Received 18 January 2016; Accepted 12 May 2016

Academic Editor: Ester Vazquez

Copyright © 2016 József Bakó et al. This is an open access article distributed under the Creative Commons Attribution License, which permits unrestricted use, distribution, and reproduction in any medium, provided the original work is properly cited.

Abstract

Nanoparticles and hydrogels have gained notable attention as promising potential for fabrication of scaffolds and delivering materials. Visible light-curable systems can allow for the possibility of in situ fabrication and have the advantage of optimal applicability.

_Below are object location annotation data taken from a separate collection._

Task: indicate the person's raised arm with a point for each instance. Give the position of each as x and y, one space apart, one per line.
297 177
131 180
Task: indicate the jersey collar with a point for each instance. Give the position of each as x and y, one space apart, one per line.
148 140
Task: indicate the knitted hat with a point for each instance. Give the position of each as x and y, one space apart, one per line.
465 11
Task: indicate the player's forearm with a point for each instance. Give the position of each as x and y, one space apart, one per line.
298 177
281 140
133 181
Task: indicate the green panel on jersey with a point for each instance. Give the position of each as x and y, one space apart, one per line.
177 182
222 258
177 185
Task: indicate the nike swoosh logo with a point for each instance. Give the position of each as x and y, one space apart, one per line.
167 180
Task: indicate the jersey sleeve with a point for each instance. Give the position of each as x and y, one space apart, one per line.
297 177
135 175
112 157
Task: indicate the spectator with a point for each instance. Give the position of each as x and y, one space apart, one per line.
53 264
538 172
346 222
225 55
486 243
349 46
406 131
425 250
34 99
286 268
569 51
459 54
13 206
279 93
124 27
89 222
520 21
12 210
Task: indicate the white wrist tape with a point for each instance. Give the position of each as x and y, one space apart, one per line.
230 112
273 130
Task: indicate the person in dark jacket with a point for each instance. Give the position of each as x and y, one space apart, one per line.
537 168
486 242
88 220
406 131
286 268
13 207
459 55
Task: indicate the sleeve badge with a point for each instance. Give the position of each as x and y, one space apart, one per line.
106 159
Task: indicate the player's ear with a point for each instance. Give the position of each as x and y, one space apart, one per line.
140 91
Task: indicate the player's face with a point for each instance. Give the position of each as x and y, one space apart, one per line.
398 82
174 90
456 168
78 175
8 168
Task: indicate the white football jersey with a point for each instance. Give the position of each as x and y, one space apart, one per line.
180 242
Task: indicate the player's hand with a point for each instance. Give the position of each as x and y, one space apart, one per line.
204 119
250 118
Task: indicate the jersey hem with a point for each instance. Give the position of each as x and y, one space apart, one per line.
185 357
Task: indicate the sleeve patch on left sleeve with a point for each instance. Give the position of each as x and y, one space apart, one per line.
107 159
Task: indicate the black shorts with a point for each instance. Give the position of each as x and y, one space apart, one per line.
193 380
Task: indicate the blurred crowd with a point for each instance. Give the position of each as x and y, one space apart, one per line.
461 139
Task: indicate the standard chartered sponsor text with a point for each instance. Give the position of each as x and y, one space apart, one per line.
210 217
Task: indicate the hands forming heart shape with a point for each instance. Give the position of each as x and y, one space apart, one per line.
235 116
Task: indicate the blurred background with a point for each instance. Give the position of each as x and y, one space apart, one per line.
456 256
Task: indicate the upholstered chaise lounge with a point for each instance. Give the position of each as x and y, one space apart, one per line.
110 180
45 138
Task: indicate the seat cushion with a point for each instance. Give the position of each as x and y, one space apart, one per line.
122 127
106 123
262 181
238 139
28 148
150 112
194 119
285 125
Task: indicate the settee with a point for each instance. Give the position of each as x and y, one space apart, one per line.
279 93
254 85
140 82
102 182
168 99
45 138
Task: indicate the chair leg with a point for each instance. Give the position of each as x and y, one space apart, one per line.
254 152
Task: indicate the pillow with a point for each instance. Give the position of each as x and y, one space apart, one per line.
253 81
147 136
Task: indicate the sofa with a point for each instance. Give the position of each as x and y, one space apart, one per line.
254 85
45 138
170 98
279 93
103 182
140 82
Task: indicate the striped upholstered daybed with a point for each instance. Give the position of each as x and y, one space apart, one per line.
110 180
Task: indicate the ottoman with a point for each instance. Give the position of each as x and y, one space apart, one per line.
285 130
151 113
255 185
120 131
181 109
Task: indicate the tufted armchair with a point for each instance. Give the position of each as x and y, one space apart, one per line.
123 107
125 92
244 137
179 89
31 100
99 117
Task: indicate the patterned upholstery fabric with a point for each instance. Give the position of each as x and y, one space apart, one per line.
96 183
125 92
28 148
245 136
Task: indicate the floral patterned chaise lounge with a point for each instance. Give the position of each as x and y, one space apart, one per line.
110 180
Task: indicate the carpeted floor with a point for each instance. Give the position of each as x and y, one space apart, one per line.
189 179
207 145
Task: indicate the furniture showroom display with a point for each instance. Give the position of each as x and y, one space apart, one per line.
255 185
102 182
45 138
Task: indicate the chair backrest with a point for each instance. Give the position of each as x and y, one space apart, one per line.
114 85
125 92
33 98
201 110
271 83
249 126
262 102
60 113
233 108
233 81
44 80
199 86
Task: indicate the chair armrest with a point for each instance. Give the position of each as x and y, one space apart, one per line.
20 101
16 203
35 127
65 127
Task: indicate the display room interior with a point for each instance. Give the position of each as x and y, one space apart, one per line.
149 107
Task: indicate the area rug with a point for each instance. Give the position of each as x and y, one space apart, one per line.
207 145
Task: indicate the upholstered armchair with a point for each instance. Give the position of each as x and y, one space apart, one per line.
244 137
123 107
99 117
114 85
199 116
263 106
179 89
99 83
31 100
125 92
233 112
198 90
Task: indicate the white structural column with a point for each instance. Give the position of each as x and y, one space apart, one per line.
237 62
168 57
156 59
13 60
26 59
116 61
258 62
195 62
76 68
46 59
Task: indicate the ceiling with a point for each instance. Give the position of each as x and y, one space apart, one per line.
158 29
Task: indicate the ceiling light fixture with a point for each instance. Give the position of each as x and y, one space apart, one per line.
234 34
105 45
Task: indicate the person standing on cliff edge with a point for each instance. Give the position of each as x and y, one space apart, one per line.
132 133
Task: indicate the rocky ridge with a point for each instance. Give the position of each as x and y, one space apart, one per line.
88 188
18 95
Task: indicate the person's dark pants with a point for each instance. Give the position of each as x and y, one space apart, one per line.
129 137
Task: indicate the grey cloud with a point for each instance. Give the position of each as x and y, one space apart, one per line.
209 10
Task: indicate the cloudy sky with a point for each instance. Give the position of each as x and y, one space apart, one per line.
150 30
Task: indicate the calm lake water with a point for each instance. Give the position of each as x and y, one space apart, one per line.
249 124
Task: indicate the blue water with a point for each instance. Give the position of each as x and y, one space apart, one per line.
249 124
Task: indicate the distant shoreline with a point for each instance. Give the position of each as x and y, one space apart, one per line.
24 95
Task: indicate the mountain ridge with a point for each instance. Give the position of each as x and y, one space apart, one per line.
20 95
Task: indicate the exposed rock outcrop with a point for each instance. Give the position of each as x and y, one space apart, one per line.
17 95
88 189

In this study nanogel was created from methacrylated poly-gamma-glutamic acid nanoparticles by visible (dental blue) light photopolymerization. The average size of the particles was 80 nm by DLS, and the NMR spectra showed that the methacrylation rate was 10%. Polymerization time was 3 minutes, and a stable nanogel with a swelling rate of 110% was formed. The mechanical parameters of the prepared structure (compression stress 0.73 MPa, and Young’s modulus 0.93 MPa) can be as strong as necessary in a real situation, for example, in the mouth. A retaining effect of the nanogel was found for ampicillin, and the biocompatibility of this system was tested by Alamar Blue proliferation assay, while the cell morphology was examined by fluorescence and laser scanning confocal microscopy. In conclusion, the nanogel can be used for drug delivery, or it can be suitable for a control factor in different systems.